Court Opinion

ID: 7823413
Source: CourtListenerOpinion
Date Created: 2022-09-07 18:01:36.303774+00
Date Added: 2024-06-11T16:30:47.921017
License: Public Domain

John I. Purtle, Justice, dissenting. On September 15, 1986, we granted appellant permission to file a belated brief and proceed in forma pauperis. His brief was due to be filed on October 25, 1986. He filed a motion on October 8, 1986, requesting to be allowed to file a handwritten brief. The motion makes it clear that he is an inmate confined in the maximum security unit of the Arkansas Department of Correction. He further states that the Department of Correction rules prohibit him from having a typewriter or using any alternate means of having legal pleadings typed. The appellant’s motion to file a handwritten brief is this date being denied by this Court without an opinion. The practical effect of the Court’s action today is to make our decision granting him a belated appeal utterly meaningless. The denial of the motion is compounded by our recent Per Curiam in Glick v. Lockhart, 288 Ark. 417, 706 S.W.2d 178 (1986). There we stated: The same general criteria apply to civil suits in which the appellant contends that he cannot submit a conforming brief without access to a typewriter.
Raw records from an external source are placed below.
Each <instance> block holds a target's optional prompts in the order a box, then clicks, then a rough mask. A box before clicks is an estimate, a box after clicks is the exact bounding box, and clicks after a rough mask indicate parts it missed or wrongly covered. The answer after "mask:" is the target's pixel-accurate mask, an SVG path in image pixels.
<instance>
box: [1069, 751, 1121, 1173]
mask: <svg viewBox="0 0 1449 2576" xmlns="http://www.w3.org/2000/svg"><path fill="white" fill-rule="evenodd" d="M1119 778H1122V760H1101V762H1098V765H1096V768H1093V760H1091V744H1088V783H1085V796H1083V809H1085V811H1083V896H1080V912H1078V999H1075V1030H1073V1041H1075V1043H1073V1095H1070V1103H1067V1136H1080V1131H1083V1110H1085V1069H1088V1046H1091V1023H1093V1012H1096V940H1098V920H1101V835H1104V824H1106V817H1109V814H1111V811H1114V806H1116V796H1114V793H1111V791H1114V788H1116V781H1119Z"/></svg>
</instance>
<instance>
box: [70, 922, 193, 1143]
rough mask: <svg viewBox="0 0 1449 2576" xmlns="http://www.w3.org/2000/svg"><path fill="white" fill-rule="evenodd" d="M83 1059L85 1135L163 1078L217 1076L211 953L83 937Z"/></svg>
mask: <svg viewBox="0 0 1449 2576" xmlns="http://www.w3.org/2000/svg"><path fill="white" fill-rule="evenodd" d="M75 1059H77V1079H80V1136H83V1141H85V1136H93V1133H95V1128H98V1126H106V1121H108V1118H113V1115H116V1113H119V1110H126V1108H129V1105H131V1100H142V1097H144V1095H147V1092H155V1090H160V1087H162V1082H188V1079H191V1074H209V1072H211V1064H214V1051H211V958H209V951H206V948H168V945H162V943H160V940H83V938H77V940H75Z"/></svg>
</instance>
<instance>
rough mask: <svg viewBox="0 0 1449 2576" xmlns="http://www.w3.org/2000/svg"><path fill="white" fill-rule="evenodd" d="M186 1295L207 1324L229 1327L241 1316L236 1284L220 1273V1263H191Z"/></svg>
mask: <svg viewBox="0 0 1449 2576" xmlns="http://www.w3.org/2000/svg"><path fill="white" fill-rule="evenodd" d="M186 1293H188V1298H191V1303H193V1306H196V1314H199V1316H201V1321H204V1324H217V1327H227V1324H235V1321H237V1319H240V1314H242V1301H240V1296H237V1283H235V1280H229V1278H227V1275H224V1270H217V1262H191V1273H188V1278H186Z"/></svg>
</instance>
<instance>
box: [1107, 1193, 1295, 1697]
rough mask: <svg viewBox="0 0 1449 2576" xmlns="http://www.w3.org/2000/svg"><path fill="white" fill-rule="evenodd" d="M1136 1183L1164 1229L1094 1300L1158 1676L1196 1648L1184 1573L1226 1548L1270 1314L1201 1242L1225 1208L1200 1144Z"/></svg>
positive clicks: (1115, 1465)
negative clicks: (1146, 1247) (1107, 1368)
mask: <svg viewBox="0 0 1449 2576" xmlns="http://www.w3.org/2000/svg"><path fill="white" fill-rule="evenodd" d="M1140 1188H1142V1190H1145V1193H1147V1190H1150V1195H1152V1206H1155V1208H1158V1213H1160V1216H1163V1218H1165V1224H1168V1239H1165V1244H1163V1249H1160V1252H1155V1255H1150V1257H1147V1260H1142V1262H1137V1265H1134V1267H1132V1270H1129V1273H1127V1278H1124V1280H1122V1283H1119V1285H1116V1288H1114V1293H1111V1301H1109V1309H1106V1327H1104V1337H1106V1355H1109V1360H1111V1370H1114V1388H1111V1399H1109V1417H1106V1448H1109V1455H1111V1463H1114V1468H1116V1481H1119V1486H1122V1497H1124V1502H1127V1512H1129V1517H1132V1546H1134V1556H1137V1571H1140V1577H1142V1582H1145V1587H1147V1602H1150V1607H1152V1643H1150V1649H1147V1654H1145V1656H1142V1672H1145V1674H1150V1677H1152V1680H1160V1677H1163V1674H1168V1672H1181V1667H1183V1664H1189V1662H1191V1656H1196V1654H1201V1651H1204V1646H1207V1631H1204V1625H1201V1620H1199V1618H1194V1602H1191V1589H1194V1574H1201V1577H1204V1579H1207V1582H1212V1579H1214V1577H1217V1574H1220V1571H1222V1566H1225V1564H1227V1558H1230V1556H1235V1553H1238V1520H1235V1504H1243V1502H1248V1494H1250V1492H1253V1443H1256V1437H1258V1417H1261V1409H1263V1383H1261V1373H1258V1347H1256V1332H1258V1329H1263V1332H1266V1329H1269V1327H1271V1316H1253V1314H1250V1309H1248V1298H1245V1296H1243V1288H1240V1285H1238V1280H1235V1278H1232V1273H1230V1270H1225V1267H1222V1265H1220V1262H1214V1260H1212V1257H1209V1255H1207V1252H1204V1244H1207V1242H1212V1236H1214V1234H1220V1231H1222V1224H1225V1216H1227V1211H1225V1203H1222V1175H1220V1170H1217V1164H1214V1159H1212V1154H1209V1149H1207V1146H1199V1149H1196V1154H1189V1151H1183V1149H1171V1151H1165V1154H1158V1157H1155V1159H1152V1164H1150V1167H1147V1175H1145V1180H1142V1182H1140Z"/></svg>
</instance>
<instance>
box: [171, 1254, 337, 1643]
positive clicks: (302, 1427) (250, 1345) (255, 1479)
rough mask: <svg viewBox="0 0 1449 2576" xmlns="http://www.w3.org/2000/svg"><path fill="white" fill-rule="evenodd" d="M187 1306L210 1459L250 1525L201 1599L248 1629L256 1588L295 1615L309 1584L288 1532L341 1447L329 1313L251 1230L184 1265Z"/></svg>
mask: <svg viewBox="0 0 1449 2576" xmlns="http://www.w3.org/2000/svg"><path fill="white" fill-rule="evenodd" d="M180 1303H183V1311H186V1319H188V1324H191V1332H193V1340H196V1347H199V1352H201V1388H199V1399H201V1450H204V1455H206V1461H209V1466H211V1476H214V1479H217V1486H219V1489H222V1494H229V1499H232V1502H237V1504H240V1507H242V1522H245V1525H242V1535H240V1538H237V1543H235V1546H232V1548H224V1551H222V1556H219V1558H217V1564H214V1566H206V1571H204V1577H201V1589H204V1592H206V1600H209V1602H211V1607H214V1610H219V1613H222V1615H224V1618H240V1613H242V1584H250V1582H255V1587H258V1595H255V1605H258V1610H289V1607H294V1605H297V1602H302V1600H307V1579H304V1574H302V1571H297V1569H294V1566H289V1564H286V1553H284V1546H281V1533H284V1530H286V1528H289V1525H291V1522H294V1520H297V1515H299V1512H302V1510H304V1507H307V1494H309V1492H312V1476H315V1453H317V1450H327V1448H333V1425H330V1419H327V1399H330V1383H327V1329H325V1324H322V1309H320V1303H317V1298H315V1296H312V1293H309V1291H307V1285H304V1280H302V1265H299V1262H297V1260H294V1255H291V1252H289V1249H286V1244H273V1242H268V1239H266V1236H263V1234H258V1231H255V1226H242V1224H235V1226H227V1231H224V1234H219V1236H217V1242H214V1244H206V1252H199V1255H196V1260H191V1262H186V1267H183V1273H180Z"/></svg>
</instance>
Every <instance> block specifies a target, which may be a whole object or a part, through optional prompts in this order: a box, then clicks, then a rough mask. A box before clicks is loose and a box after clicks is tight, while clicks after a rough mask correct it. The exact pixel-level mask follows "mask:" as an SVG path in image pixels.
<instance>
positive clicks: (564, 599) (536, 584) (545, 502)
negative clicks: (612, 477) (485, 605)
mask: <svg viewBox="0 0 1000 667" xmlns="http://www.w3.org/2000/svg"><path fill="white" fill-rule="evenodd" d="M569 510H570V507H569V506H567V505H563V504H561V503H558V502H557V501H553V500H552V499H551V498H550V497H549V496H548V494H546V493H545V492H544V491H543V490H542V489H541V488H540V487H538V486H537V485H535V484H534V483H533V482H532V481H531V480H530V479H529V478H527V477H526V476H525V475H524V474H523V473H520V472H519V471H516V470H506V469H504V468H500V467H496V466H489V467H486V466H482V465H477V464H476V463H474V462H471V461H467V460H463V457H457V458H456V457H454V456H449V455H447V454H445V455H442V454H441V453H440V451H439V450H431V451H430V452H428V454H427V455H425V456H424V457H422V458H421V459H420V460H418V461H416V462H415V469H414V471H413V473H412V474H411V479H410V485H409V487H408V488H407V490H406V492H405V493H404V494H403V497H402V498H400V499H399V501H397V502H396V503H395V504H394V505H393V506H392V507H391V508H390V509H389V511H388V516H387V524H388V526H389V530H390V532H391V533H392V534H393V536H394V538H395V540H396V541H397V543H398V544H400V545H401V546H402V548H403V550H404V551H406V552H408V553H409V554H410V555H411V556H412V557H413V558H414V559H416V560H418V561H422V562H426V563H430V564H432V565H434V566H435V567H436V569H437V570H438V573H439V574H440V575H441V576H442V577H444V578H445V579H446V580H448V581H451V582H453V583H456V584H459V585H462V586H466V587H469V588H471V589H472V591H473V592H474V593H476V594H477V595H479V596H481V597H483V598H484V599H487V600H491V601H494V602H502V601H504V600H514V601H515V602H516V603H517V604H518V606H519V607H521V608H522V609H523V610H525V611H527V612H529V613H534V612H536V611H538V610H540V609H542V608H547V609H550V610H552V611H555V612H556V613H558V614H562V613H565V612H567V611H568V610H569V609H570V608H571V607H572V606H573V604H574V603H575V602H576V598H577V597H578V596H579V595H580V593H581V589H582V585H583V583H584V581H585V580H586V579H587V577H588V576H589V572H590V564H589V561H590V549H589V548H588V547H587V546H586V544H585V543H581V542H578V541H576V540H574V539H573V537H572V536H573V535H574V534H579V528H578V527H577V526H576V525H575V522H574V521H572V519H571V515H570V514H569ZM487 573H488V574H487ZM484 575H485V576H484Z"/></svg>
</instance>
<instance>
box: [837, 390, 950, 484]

That is, in those cases where a pro se appellant submits a motion for permission to file a handwritten brief in which he makes a substantial showing that his suit has merit and that he is unable to submit a typed brief, we will accept a legible handwritten brief. Glick had the same problem as Blevins has. We gave Glick thirty days to file a typed brief or submit a motion for permission to file a handwritten brief. The facts are the same in both cases, only the cell number has changed. When people are confined to a correctional institution they do not lose the constitutional rights to due process and equal protection of the law. We should grant Blevins’ motion to file a handwritten brief or, in the alternative, require someone to type his brief. We could, of course, adopt the drastic means of appointing an attorney, thereby fulfilling the requirements of the Sixth Amendment to the Constitution of the United States.